My little fishie, who's fins were rotting until I learned I need to cycle the little 2 gal. tank, now has another issue. Well, it's a water quality issue, I'm sure. There are white cottony threads growing in the water, on the heater, the silk plant, and maybe even on fishie. The water looks cloudy.

What to do? I'm sure it's not healthy and something should be done.

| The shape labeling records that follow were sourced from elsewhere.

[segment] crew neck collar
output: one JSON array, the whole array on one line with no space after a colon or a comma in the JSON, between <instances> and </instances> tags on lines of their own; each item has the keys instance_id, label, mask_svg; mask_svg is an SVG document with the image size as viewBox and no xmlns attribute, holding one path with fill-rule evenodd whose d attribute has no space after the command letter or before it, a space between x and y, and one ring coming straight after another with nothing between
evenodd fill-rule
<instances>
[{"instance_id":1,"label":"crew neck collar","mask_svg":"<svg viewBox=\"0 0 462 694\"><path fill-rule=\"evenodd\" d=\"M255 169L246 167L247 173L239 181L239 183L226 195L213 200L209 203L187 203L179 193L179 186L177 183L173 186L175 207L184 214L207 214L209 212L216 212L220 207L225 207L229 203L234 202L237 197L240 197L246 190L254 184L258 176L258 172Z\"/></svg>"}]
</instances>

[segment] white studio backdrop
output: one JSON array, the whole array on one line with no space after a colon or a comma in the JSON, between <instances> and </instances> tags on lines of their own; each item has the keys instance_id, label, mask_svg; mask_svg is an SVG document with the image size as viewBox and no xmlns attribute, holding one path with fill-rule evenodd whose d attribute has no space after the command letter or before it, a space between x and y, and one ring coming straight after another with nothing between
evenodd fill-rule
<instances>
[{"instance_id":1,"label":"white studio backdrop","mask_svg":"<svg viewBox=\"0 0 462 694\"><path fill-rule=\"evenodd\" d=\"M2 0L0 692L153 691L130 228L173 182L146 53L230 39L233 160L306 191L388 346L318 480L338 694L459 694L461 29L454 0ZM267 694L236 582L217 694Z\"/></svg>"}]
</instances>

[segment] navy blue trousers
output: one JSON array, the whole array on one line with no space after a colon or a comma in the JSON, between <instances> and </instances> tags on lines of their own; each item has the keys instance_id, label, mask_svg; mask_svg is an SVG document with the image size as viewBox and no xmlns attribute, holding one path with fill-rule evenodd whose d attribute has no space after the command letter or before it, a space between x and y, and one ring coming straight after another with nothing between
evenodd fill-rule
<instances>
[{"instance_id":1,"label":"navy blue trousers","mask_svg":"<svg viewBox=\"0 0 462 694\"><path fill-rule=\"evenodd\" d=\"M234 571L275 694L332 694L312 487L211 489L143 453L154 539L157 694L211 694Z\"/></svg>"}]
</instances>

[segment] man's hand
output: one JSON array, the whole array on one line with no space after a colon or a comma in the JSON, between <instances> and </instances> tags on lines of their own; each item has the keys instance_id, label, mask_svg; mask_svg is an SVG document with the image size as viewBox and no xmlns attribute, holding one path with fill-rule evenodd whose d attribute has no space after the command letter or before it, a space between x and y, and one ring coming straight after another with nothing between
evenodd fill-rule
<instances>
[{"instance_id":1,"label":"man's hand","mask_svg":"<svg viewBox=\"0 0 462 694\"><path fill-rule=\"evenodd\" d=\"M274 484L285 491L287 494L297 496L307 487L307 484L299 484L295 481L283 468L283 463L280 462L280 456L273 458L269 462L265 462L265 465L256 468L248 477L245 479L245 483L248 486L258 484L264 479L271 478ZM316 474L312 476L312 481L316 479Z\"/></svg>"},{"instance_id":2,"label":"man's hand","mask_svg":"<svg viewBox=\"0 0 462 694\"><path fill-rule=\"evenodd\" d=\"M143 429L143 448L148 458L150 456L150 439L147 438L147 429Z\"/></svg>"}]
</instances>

I've been doing daily 10% water changes (started about 10 days ago) and treating the tank with BettaFix (similar to Melafix). I did one dose daily for 5 days, last dose was Sunday. Yesterday, when I noticed the stuff, I did a 50% change, but it's still proliferating.

Thanks,

Susan

1. Size of aquarium (# of gallons) 2 (I'm cycling a 5 gal. to move him into soon.)
2. Is your aquarium setup freshwater or brackish water? freshwater
3. How long the aquarium has been set up? september, around then
4. What fish and how many are in the aquarium (species are important to know) 1 male crowntail betta
5. Are there live plants in the aquarium? no
6. What temperature is the tank water currently? 75
7. What make/model filter are you using? none (I've a sponge filter on order.)
8. Are you using a CO2 unit? no
9. Does your aquarium receive natural sunlight at any given part of the day? yes
10. When did you perform your last water exchange, and how much water was changed? yesterday, 50% 
11. How often do you perform water changes? daily, about 10% or a little more. I had been doing weekly 100% changes until I learned that's why his little fins were rotting. Now the tank is cycling with him in it, unfortunately.
12. How often and what foods do you feed your fish? 1-2 times daily...3 little pellets, sometimes 2, sometimes 4. 1X week bloodworms. Yesterday, for the first time in eons, he got a pea.
13. What type of lighting are you using and how long is it kept on? none
14. What specific concerns bring you here at this time? see above.
15. What are your water parameters? Test your pH, ammonia, nitrite and nitrate. pH is high, been problematic. Also have a master liquid test kit on order. UPS has it now!
16. What test kit are you using and is it liquid or test strips? liquid pH
17. When was the last time you bought a fish and how did they behave while in the pet store tank? this fishie, active in its little pet store container. Bought in september, I think.


----------



## verbosity (Nov 16, 2007)

I had a beta that made the white puffy stuff on the top. I was never to worried about it, and it eventually went away on its own.


----------